The interpenetration between urban areas and the countryside has led to question the hybrid nature of future cities, inasmuch as agricultural spaces and urban places may overlap. This is an issue that lies at the crossroads between environmental sciences, land management and geography.
This research aims at participating in shedding light on this emerging urban question through three convergent disciplinary approaches. The first approach builds on the epistemology of geography and questions the notion of urban metabolism beyond the mere impact of the city on the environment. As such, it aims at expanding knowledge on contemporary processes that reshape the city around the environment and around agriculture.
The second approach is more empirical. It first measures the metabolic impact of agricultural activities in urban areas and then introduces factors stemming from sociality, attachment to places, and influence on health, the latter being conceived of holistically.
Such spaces are fuzzy: they intertwine different landscapes and potentially conflicting activities. Thus, the third and final approach studies possible governance modes of these ‘fuzzy’ spaces.

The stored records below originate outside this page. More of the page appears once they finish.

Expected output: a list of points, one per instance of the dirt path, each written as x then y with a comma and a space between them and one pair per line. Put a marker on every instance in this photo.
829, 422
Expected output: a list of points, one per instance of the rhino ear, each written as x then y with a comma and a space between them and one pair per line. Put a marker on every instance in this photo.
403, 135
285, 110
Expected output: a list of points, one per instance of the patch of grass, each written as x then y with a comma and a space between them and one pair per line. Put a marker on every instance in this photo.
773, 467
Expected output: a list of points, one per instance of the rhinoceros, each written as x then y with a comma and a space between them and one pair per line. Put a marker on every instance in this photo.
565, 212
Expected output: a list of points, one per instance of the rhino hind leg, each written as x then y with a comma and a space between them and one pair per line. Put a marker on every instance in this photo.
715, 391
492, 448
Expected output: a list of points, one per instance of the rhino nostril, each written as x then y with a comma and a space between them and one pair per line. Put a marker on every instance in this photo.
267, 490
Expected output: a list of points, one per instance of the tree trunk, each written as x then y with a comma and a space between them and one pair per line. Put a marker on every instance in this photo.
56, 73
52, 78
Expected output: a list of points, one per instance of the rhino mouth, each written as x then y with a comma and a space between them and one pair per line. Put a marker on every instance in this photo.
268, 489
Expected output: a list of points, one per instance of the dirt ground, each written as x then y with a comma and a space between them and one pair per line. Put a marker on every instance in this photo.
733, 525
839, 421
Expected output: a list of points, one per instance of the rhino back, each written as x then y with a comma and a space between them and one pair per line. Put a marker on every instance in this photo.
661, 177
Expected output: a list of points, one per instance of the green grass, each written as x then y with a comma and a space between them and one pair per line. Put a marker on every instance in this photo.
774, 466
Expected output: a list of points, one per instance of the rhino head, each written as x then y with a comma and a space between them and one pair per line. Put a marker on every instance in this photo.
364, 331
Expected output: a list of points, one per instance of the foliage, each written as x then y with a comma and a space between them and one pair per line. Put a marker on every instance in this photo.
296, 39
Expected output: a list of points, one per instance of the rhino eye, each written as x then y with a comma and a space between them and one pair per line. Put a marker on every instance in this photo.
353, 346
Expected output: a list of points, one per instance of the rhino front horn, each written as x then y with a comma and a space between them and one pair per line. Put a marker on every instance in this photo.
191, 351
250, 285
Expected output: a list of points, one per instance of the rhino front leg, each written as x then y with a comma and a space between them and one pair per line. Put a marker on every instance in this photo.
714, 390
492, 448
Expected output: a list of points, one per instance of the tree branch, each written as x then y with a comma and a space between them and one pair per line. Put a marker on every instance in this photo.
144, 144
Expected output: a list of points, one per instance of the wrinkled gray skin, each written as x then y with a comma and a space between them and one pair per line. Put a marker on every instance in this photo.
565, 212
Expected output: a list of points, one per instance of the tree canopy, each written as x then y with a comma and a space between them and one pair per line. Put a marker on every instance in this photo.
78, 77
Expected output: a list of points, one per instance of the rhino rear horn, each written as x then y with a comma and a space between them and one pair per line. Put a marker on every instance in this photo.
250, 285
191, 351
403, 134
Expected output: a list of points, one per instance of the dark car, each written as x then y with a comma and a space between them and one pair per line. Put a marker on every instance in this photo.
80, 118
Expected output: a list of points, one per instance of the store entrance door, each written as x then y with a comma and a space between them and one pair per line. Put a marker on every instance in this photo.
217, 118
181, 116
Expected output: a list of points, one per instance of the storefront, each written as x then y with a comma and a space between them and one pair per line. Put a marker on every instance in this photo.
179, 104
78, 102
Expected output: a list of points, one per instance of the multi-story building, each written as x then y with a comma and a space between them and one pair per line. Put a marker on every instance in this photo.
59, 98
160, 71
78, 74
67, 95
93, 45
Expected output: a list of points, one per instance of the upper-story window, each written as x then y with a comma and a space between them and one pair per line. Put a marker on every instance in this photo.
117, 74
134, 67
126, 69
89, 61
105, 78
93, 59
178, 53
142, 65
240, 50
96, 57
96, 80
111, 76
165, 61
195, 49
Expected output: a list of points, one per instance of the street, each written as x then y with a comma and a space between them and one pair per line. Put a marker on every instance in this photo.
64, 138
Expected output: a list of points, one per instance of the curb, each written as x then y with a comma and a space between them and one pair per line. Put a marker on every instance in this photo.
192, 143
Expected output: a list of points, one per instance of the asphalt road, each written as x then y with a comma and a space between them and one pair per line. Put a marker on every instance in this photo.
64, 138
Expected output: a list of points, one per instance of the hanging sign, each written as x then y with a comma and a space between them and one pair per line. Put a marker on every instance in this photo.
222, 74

This research questions the hybrid nature of future cities and proposes an extensive, scientific, and social survey.
In order to do so, the focus is on three areas of research. The first one builds on Jean Gottmann’s work and, based on the BNF archives, studies the theoretical and operational reach of his view of the city as a “body-network”. The other two areas of research contrast a French context (Clermont-Ferrand) and a Swiss context (Geneva) in terms of urban metabolism, influence on health, evolution of relations as affected by these new landscapes, and lastly in terms of land management policies.
Therefore, this research proposes an extensive survey that is both scientific and social: partners from civil society are involved in the exploitation of results.